Siyah pigment taşı risk faktörleri
Hemolitik anemi, siroz, yaşlılık, ileal Crohn hastalığı ve ileal rezeksiyon
Kahverengi pigment taşları risk faktörleri
Parapapiller divertikül varlığı, safra yollarının kistik hastalığı ve parazitik biliyer enfeksiyonlar ile safra kesesi ameliyatla alınmış bireylerde genişlemiş safra yollarında daha sık oluşmaktadır.
Toplumda safra taşı sıklığı nedir?
Erişkin popülasyonda safra taşı sıklığı %10-15 arasındadır. Yaş ilerledikçe sıklık artar. Her yaş grubunda kadınlarda erkeklerden daha sıktır. Örneğin 30 yaş erkeklerde %2-3, kadınlarda %5-6 iken bu sıklık 70 yaş erkeklerde %15’e kadınlarda %30’a çıkar.
Safra kesesi taşının doğal seyri nasıldır?
Safra kesesi taşı hastaların önemli bir kısmında herhangi bir şikayete yol açmaz (sessiz taş hastalığı). Uzun süre takip edilen hastalarda, hastaların sadece %15’inde şikayete yol açtığı gösterilmiştir.
Safra taşı semptomu nedir?
Safra taşı safra kesesi kanalını tıkamadığı sürece şikayete yol açmaz (sessiz safra taşı hastalığı). Safra kanalını tıkadığında safra akamadığı için safra kesesi içinde birikir, safra kesesi içeriğindeki safrayı boşaltmak için kasılır ve biliyer kolik denen ağrı ortaya çıkar. Safra taşının ana semptomu biliyer koliktir. Genellikle ağır ve yağlı bir yemekten sonra ani başlayan, sağ-orta üst karında olan, sırta ve omuzlara vuran, rahatsız edici, dakikalar ve saatlerce (genellikle safra taşının safra kesesine geri düşmesi ile kesilen) süren terleme, bulantı ve kusmanın eşlik ettiği bir ağrıdır. Safra kesesi iltihaplı olmadığı için nabız sayısında artış ve ateş yoktur. Sessiz safra taşlarının biliyer kolik yapma sıklığı düşükken, bir kere biliyer kolik gelişen hastada yeniden biliyer kolik olma sıklığı belirgin artar (1 yılda %50, 2 yılda %70 ve 10 yılda %90 tekrar biliyer kolik gelişir).

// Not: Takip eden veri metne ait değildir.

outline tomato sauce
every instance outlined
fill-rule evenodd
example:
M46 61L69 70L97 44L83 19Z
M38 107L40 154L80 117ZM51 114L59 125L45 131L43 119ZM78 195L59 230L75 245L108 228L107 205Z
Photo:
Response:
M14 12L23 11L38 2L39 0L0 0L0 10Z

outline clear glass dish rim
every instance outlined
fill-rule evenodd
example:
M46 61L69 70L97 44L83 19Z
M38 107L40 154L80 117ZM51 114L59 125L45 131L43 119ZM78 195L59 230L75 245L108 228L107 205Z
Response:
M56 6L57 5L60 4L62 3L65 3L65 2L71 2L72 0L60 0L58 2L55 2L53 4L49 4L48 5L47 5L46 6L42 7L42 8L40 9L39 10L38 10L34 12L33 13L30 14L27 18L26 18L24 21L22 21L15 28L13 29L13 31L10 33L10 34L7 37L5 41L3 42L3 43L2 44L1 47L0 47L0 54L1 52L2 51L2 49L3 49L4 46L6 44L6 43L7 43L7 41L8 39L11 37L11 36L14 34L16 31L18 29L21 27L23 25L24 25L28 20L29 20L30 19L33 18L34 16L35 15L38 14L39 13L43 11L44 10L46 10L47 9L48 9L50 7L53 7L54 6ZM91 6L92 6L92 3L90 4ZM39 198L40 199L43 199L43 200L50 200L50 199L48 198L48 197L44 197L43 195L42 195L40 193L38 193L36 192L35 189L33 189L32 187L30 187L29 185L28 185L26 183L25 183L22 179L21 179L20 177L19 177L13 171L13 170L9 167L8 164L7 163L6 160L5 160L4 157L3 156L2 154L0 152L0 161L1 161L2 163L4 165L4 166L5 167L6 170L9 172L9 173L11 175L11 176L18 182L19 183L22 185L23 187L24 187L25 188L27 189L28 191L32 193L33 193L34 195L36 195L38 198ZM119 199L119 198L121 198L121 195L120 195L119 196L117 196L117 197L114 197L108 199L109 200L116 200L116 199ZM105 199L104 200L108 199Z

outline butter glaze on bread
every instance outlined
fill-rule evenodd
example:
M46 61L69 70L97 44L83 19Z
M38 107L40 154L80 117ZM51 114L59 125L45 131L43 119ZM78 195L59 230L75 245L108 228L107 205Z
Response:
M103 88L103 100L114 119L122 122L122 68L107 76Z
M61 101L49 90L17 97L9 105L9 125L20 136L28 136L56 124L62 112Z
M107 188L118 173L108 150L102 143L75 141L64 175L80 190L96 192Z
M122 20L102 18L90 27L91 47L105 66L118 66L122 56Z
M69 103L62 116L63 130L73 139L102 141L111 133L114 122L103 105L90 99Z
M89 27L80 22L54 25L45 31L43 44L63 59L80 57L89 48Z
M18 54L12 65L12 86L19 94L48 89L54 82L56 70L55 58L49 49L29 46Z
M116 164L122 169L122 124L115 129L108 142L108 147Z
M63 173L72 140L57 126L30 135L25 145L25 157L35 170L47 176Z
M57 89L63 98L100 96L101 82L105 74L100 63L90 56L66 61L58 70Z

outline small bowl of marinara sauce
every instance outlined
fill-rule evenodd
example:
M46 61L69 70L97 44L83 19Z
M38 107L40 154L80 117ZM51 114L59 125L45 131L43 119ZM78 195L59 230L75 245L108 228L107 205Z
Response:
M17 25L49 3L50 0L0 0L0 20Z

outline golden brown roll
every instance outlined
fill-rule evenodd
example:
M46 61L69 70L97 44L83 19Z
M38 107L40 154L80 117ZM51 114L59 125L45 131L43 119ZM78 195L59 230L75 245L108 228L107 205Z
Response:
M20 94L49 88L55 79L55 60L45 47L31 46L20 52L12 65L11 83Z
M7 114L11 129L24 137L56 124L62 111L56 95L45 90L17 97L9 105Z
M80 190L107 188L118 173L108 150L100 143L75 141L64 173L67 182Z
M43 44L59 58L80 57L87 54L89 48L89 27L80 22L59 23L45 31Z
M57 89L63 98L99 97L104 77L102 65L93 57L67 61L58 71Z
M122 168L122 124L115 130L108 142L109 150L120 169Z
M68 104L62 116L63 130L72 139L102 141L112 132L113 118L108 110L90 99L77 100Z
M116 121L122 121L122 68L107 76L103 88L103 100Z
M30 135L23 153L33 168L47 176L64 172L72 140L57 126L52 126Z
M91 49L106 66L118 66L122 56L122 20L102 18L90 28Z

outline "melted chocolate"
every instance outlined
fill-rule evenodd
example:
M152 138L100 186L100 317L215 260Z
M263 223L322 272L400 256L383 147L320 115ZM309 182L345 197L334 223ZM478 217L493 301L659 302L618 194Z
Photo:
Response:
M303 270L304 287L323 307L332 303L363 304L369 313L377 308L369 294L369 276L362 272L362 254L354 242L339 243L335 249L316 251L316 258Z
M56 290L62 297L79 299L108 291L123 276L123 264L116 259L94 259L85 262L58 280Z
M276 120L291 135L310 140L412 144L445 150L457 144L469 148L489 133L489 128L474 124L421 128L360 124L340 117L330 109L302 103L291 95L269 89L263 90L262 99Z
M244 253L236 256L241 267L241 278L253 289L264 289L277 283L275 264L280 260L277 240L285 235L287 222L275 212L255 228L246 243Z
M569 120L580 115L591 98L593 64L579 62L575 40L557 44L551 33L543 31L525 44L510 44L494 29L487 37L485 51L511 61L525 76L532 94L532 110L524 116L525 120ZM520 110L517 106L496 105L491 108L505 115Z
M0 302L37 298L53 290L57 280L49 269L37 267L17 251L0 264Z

Safra taşları dispeptik şikayetlere yol açar mı?
Geğirme, yemek sonrası dolgunluk, erken doyma, regürjitasyon (mide içeriğinin ağıza gelmesi), karın şişkinliği, yanma, bulantı, kusma, göğüs ağrısı gibi şikayetler safra kesesi taşı semptomu değildir. Bu şikayetleri olan safra kesesi taşı hastaları ameliyat edildiklerinde (safra keseleri alındığında) bu şikayetlerin azalmadığı gösterilmiştir.
Safra taşının komplikasyonları nelerdir?
Safra kesesi kanalında tıkanan taş safra kesesine geri düşmezse safra kesesinde iltihaplanma ortaya çıkar (akut taşlı kolesistit). Bu hastalarda biliyer kolik ağrısına ateş ve nabız artışı da eklenir.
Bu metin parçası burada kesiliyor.